What Happens After You Remove Someone 🗑️
This matters more than people expect. The behavior after removal differs considerably:
- They can no longer see new messages in the group, on every platform
- Past messages are typically preserved — the removed person may still see chat history up to the point of removal, depending on the app
- Other members usually see a system message like "[Name] was removed by [Admin]" — there's rarely a silent removal
- The removed person gets notified in most apps, either through a system message in the chat or a push notification
- On some platforms (like WhatsApp), a removed member can be re-added by any admin; on others, a ban is required to prevent that
One variable worth knowing: end-to-end encrypted chats (Signal, WhatsApp) don't retroactively revoke access to messages already received on a removed person's device. The encryption protects messages in transit — not the local copy on someone's phone.
Variables That Change the Experience
Several factors determine exactly how this plays out for you:
- Your role in the group — admin vs. regular member is the biggest factor
- The platform's design philosophy — some apps are built around democratic group control (iMessage), others around hierarchical admin structures (WhatsApp, Discord)
- Group type — on Telegram, for example, behavior differs between a "group" and a "supergroup"

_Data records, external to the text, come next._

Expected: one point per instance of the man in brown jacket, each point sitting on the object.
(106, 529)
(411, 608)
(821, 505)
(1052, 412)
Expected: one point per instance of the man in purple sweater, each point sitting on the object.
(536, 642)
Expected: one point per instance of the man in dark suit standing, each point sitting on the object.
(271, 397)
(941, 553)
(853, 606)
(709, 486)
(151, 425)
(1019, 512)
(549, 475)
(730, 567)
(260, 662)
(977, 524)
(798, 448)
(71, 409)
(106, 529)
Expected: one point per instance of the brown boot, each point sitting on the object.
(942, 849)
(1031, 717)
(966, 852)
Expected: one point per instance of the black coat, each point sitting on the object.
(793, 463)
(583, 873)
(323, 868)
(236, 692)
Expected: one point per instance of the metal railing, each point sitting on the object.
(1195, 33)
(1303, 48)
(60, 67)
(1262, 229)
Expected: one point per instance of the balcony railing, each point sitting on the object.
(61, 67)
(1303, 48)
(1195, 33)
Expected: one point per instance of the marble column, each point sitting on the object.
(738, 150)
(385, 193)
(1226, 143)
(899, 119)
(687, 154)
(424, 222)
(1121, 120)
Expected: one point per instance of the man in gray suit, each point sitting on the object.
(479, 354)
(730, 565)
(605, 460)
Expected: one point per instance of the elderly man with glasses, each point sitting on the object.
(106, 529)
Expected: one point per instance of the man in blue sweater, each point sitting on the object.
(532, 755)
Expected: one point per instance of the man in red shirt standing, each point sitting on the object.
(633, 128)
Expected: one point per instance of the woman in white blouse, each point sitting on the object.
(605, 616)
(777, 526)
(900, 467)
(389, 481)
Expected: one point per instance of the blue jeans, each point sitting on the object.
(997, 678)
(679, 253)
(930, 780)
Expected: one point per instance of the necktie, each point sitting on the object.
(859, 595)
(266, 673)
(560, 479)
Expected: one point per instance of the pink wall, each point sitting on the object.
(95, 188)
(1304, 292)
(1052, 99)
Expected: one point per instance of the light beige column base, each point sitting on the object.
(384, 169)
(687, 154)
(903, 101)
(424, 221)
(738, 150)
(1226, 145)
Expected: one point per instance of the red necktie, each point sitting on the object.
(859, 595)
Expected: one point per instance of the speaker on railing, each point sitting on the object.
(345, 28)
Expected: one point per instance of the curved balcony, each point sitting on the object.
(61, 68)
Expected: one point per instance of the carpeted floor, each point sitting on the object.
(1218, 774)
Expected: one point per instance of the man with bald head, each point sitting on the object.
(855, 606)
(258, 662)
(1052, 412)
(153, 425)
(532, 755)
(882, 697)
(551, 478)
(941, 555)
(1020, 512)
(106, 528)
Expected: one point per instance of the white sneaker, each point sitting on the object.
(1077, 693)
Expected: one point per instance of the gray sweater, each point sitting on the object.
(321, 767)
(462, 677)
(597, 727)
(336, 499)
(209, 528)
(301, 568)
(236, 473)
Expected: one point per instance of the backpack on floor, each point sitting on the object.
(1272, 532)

- Device and OS version — older versions of apps occasionally lack newer group management features; keeping apps updated matters
- Platform-specific limits — some platforms have maximum group sizes that affect which features are available
When Removing Isn't an Option
Sometimes the platform or your permissions simply won't allow a removal. In those cases, the realistic alternatives are:
- Create a new group without the person and migrate the conversation
- Ask an admin to handle the removal
- Archive or mute the existing group if removal isn't possible and starting fresh isn't practical
- Leave the group yourself, if your goal is disengagement rather than managing membership
The right move depends on why you're removing someone, how active the group is, and whether continuity of the conversation history matters to the remaining members. Those factors are specific to your situation — and they're what ultimately shape which approach actually makes sense.